Anyone else used it in a production system?
The second part of the book introduces the capacity theme with a story about the launch of a retailer’s new website. They deployed the site at 9 a.m. and by 9:30 a.m. it had crashed and burned. Total nightmare. One of the sysadmins had a 36 hour shift setting up and deploying new app servers.
Again the author introduces a group of anti-patterns to watch out for and some patterns to counteract them. This time the anti-patterns are more obvious and are mostly some sort of waste of resources. They can be seemingly insignificant anti-patterns like not creating indexes for lookup columns in a database table, session times that are too long (a session in memory is using valuable memory), sending too much data over the wire or cookies that are too large. For a small system these are not a problem but if you multiple them with thousands of concurrent users then a lot more servers will be needed.
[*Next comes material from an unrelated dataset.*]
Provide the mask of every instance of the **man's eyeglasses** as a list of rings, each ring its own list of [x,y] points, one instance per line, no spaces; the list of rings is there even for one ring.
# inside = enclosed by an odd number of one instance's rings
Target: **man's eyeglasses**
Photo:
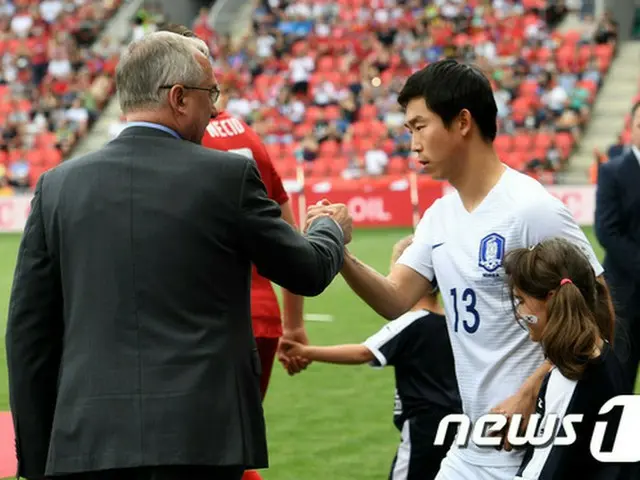
[[[202,90],[203,92],[209,92],[209,98],[211,98],[211,103],[216,103],[218,98],[220,98],[220,88],[217,85],[214,85],[211,88],[205,87],[188,87],[186,85],[180,85],[185,90]],[[162,85],[160,89],[164,88],[173,88],[174,85]]]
Michael Nygard makes a very good point here that most developers have less than 10 years of experience and most systems that are built do not have capacity problems; the combination of these two statistics means that very few developers have experience of working on large systems. This also means that the same mistakes are repeatedly made when designing large systems.
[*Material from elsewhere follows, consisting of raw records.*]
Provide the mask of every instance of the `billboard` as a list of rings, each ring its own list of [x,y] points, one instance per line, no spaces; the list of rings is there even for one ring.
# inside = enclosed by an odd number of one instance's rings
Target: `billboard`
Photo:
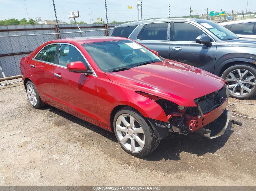
[[[70,12],[68,12],[68,18],[79,17],[79,11],[73,11]]]

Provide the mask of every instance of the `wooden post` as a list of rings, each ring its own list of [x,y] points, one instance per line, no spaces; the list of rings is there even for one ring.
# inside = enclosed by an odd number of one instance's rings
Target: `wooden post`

I personally still have a lot to learn here. I will be digging deeper into load testing and some of the more technical details of how our servers are configured. It’s easy to forget about how the code that I write affects the production environment.
General Design Issues
This part of the book is a collection of disparate design issues that can be important for large systems. Networking, security, load balancing, SLA’s, building a QA environment and other topics are covered here. Interesting stuff if not as compelling as the first two parts of the book.
The last part of the book kicks off with another great war story about a site suffering performance problems on Black Friday (the day after Thanksgiving in the US when every shop in the country has a sale). This time the problem was caused by an external system run by another company that had taken down two of its four servers for maintenance (on the busiest day of the year!). They were able to save the situation by reconfiguring a component not to call the external servers. This was possible due to good component design that allowed them to just restart the component instead of the server (it would have taken 6 hours to restart all the servers). The site was back working within a few minutes.
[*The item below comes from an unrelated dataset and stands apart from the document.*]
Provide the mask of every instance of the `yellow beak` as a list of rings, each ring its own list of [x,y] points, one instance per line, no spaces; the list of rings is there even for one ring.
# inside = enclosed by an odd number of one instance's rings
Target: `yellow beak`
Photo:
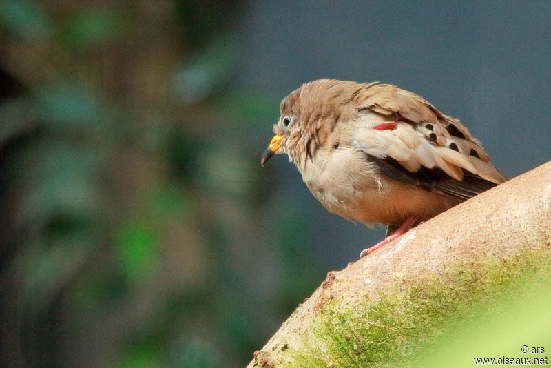
[[[268,148],[264,151],[262,153],[262,158],[260,160],[260,165],[264,166],[264,164],[266,163],[266,161],[270,159],[270,157],[273,156],[273,154],[277,152],[278,150],[280,149],[281,145],[280,143],[281,143],[281,139],[283,137],[279,134],[276,134],[273,136],[273,138],[271,139],[271,142],[270,142],[270,145],[268,146]]]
So how did they know so fast what was wrong in this case? They had built the system to be transparent. Most systems are black boxes that do not allow any sort of insight into how healthy it is. To make a system transparent it is has to be designed to reveal its current state and a monitoring infrastructure is needed to create trends that can be easily analyzed by a human.
For example, at Tradera/eBay Sweden for our frontend servers we can see the number of errors per minute, page response time (both client and server side) and number of 404 and 500 HTTP response per minute (as well as lots of other measurements). For each server we can see memory usage, number of connections and a host of other performance indicators. By just glancing at our dashboard for live statistics I can see if we are suffering any performance issues on the frontend. Without this help it would be extremely difficult to keep the system running when things go wrong. As you can see this theme is close to my heart!
I did get a bit lost in the technical details of this section however. It is a really interesting theme but the technical details are either JVM-specific or have not aged well. A lot has happened in this space since the book was written in 2007.
If you work with a system that is deployed on more than ten servers then this book is a must-read. There is a difference between just writing code and keeping a system up 24 hours a day. If you burn for Devops or are on-call regularly or care about creating stable systems then this book is for you.